By David Silverberg     Nov 22, 2007 in Health
Migraine sufferers have different brains than others, scientists have discovered. A part of the brain’s cortex is thicker in people who endure migraines compared to those who live pain-free.
Digital Journal — Researchers from Massachusetts General Hospital in Boston found a part of the brain’s cortex to be 21 per cent thicker in migraine sufferers than those who don’t suffer from the condition.
This finding suggests this change may make some people hyper sensitive to pain in general.
It’s not clear, though, whether the cortex’s growth is the cause of or the result from these migraine attacks.

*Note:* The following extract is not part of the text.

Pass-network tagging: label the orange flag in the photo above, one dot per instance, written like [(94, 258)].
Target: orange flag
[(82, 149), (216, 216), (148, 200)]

Lead researcher Dr. Nouchine Hadjikhani suggests if the headaches could be prevented in the first place, changes in the brain would also cease. As a result, patients wouldn’t become sensitive to pain, which is common for migraine sufferers.
She told BBC NEWS: "This may explain why people with migraines often also have other pain disorders such as back pain, jaw pain, and other sensory problems such as allodynia, where the skin becomes so sensitive that even a gentle breeze can be painful."
Professor Peter Goadsby, of the University College London Institute of Neurology, was encouraged by the discovery, saying: "The new data provide further clear evidence that migraine is a brain disorder. The findings are consistent with a change in the way the brain handles information, such as pain signals or light or sound."
These latest findings support the theory that migraine sufferers have a different neurological landscape than those who suffer from normal headaches.
In an unrelated study, researcher Mark C. Kruit from Leiden University in the Netherlands identified small lesions in the brains of a significant percentage of migraine sufferers. Kruit told CBS News these studies would “change the common perception that migraine is a trivial problem with only transient symptoms.”